La faille ou « béance »–pour utiliser un terme lacanien qualifiant le Réel714, c’est-à-dire ce qui échappe à la fois au Symbolique et à l’Imaginaire– est très présente chez Conrad, Lowry et White. Chez Conrad, elle est figurée par le trou (« hole », HD, p. 44) ou encore le gouffre, le ravin (« gulf », « ravine », Nostromo, p. 232 ; « gully », Nostromo, p. 414). Dans Under the Volcano, la béance est déclinée sur le mode de la « barranca », des trous du parcours de golf, du gouffre :

‘But oddly he had not touched this drink. And the calm mysteriously persisted. It was as if they were standing on a lofty golf-tee somewhere.

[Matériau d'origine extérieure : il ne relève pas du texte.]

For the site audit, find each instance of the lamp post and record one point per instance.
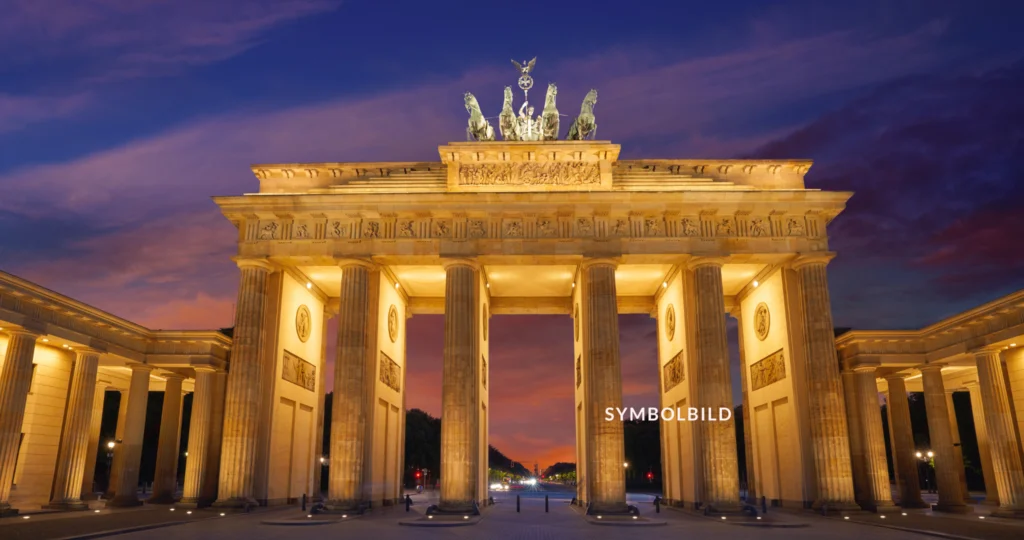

What a beautiful hole this would make, from here to a green out into those trees on the other side of the barranca, that natural hazard which some hundred and fifty yards away could be carried by a good full spoon shot, soaring... Plock. The Golgotha Hole. High up, an eagle drove downwind in one. It had shown lack of imagination to build the local course back up there, remote from the barranca. Golf=gouffre=gulf. Prometheus would retrieve lost balls. And on that other side what strange fairways could be contrived, crossed by lone railway lines, humming with telegraph poles, glistening with crazy lies on embankments, over the hills and far away, like youth, like life itself, the course plotted all over these plains, extending far beyond Tomalin, through the jungle, to the Farolito, the nineteenth hole... The case is altered. (UV, p. 202, c’est moi qui souligne)’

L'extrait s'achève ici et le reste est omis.